It's 2001, I'm working in a gun store. That's TWO YEARS AFTER this awful "_crime_." (Sarcasm intended) Yeah, now I got to listen to that bullshit that I was a retail clerk and not employed after being a "retail clerk" (at 36 grand a year)... things the left said that simply aren't true. Anyway with the AJC's communistic bias, how come you suppose they don't make as much ado about a "_criminal record_" and why did background checks not kick me out? Oh, and why wasn't I working after all this stuff went down?

Southeast Guns is no longer in business. Seems libel can become an expensive proposition. For the record: a week before I was discharged, the company had someone give me the combination to the safes and show me how to get into the accounting program. I ws selling more firearms than anyone in the company. I never met this Simon guy until after all this went down, but that's business.

We've beat this dead horse long enough. We need to get back to the welfare issue. I'll let others decide what is relevant.


----------



## SARGE7402

so when is you son in law going to apply for food stamps?

Again Like I said before and I'll say it again. Do we trust Resister or the State of Georgia?


----------



## The Resister

SARGE7402 said:


> so when is you son in law going to apply for food stamps?
> 
> Again Like I said before and I'll say it again. Do we trust Resister or the State of Georgia?

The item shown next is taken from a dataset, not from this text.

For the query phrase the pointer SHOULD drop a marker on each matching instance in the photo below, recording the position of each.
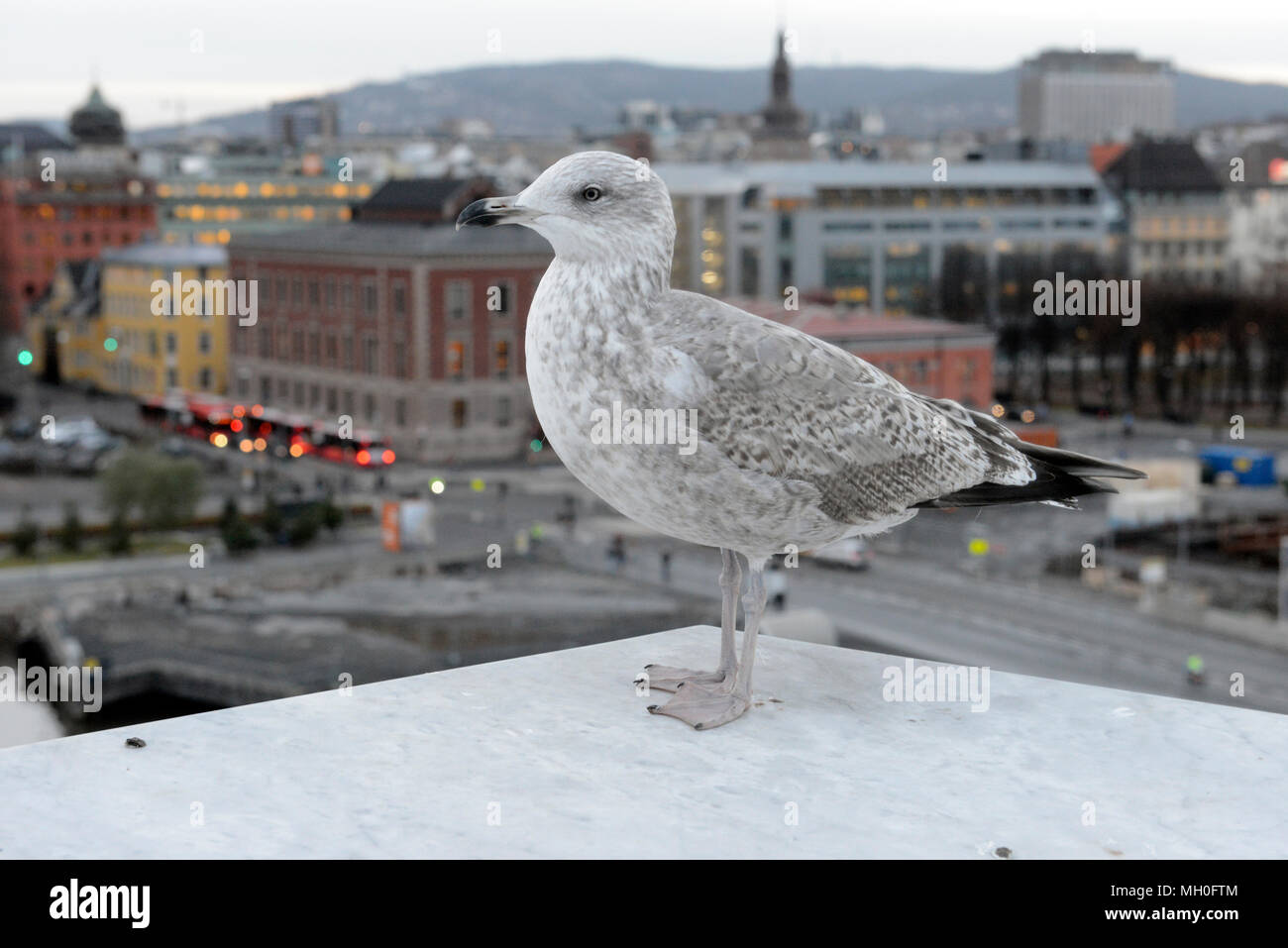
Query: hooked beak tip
(487, 211)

SARGE is from the government and he's here to help you. I could only advise anyone with an interest beyond this point to follow the appeal, what the courts said in two other cases, and what some LEO organizations stated at the end of this series of events. I don't mind people judging me. Just remember what the Bible says in regards to judging others. Care to give it a rest now? OR do you want me to mention the fact that YOU relied on pedophiles, snitches and white supremacists? Now, you want to rely on part of the record?


----------



## Notsoyoung

SARGE7402 said:


> so when is you son in law going to apply for food stamps?
> 
> Again Like I said before and I'll say it again. Do we trust Resister or the State of Georgia?


He said that he knew things about me that if everyone else knew, I would be ashamed to show my face in this forum. I told him to go ahead and tell everyone what he knew and he never responded. That's because he was lying.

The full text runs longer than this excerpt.